## IPSC 2004

## Solution to Problem F – Fat Rat

This was probably the most difficult task. Solving it in general is really
hard. Fortunately, some tricks could simplify things a bit.

First of all, we modify each problem instance in the following way:
We increase diameters of all cables and decrease the diameter of the pipe
by the diameter of Johnny. Next, we set the diameter of Johnny to zero.
Obviously, the solutions of the modified problem and the original problem
are the same.

In both tasks, all cables are placed orthogonal to z-axis. Furthermore, in
the easy task all cables are parallel to each other.
Let **(V**_{x},V_{y},0) be the
direction of the cables. It is easy to see that Johnny has no reason to
leave the plane [**x = u*V**_{y}, **y = -u*V**_{x}, **z = u**], i.e. the plane orthogonal to
cables and containing z-axis. Hence it is sufficient to solve
the two-dimensional variant of the problem.
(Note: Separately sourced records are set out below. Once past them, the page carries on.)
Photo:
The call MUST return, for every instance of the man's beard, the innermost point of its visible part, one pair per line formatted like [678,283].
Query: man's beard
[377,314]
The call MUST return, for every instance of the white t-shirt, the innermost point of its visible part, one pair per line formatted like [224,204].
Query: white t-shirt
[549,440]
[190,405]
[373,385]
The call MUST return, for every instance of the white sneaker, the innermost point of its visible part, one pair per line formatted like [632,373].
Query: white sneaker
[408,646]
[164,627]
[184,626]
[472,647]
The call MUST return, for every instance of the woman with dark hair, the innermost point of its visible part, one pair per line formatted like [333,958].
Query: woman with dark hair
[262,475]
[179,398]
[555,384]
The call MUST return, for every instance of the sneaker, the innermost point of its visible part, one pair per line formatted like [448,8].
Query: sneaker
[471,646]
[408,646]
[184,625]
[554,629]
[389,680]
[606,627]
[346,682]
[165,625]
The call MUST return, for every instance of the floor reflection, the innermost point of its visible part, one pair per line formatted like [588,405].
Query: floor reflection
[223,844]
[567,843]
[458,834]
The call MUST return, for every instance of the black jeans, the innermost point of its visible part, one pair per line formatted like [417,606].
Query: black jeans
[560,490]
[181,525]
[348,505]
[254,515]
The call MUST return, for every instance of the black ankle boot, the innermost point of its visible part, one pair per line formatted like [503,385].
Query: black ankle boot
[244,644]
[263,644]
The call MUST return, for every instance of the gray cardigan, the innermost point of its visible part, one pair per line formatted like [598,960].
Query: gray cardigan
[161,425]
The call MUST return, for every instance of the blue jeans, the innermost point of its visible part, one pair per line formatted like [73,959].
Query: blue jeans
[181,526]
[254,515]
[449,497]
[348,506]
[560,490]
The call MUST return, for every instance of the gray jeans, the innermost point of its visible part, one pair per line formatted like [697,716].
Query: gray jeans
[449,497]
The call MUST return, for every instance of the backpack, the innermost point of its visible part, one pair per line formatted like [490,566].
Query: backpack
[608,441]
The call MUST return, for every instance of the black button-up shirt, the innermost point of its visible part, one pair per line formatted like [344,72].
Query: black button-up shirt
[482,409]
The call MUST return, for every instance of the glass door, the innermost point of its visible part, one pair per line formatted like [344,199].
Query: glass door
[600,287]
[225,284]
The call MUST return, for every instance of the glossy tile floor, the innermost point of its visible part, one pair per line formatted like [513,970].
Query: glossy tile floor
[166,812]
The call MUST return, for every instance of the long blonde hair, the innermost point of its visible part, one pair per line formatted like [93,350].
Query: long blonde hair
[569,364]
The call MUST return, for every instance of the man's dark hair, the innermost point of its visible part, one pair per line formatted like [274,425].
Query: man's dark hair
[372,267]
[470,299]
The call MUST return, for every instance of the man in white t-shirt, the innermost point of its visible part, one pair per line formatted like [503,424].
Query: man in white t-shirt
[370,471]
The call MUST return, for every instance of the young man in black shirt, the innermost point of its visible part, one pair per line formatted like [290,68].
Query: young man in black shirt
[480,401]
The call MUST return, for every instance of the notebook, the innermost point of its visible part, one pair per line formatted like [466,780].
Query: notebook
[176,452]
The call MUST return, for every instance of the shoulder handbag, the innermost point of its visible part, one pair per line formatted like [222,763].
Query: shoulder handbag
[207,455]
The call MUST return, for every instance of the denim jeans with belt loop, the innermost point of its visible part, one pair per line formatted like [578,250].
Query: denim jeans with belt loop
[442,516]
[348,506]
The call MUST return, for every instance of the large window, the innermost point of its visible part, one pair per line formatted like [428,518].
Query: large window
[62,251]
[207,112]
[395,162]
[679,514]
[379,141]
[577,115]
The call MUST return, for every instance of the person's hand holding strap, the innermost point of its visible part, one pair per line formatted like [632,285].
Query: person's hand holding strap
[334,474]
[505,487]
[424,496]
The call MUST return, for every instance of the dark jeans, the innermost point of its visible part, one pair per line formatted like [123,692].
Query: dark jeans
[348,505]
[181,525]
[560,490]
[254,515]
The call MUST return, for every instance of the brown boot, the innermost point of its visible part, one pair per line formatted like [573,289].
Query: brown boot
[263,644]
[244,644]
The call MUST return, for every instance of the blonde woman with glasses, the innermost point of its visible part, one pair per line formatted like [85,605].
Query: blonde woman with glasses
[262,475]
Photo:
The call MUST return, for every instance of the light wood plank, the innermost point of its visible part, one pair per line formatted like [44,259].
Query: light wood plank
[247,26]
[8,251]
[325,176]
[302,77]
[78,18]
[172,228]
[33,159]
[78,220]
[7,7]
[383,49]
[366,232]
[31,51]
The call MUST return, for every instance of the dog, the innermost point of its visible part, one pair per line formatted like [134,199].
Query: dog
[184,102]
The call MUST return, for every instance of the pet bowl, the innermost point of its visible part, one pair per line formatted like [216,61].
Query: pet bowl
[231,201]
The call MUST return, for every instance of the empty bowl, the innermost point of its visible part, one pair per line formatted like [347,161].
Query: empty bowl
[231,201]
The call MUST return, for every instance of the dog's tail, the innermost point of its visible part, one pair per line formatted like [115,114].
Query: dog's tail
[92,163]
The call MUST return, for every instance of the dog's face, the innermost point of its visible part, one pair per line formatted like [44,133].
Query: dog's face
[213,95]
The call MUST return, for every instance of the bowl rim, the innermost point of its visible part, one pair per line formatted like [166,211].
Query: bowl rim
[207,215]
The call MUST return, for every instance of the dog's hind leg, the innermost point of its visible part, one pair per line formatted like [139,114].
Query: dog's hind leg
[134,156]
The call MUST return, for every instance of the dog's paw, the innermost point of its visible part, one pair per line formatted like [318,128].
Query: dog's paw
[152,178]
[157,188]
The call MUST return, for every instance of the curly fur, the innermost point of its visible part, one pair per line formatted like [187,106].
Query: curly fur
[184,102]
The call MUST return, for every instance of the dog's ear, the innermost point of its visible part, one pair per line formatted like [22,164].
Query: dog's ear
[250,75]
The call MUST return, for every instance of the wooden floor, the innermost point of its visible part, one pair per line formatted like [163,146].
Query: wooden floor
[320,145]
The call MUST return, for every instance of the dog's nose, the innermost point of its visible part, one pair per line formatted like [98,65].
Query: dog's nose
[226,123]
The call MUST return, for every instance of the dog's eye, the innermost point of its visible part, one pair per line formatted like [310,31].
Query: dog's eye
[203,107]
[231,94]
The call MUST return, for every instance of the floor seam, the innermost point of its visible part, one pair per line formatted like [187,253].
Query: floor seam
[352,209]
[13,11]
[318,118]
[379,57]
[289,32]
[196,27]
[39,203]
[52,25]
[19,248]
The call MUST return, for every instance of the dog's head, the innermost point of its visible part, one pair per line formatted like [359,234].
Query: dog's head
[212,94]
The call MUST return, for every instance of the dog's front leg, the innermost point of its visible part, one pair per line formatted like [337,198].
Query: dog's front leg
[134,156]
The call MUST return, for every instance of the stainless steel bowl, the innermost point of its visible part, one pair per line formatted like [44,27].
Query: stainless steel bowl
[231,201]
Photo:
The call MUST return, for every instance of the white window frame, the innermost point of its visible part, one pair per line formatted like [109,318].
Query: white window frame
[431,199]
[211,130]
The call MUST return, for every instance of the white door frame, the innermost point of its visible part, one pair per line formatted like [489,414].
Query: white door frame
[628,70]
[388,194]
In the two-dimensional variant, cables are circles and pipe is an infinitely
tall rectangle. We build an undirected graph, whose vertices are the
cables, left side of the pipe and right side of the pipe. Two vertices are
connected by an edge if and only if Johnny cannot pass between them. Now
all we need to do is to find out whether there exists a path between left
and right side of the pipe. If it does, Johnny cannot pass through the
pipe, otherwise he can.

In the difficult task, cables are orthogonal to z-axis, but they are not
parallel to each other. But fortunately ( :-) ) they are placed in
``layers''. The axes of all cables in one particular layer have the same
z-coordinate. And each two layers are distant enough so they do not
interfere. Hence Johnny can pass through the pipe if and only if he can
pass through each layer.

How to test whether Johnny can pass through one particular layer? If we look
through the pipe in the direction parallel to z-axis, pipe is seen as a
circle and cables are seen as infinitely tall rectangles. We need to
compute whether there exists some point in the circle that is outside all
rectangles. To do this, for each two rectangles we compute their intersections
and for each rectangle we compute its intersections with the circle. If some
of the intersections is both outside of all rectangles (point on the edge is considered outside)
and inside the circle, Johnny can pass, otherwise he cannot. Well, except for
one special case – if no cable crossing the pipe in this layer.

Our solution of the easy task has the time complexity **O(N**^{2}),
our solution of the hard task has the time complexity **O(N**^{3}).
Here **N** is the number of cables in the pipe.
There are faster solutions (i.e. the time complexities are not optimal),
but writing a faster solution would be a waste of time :-).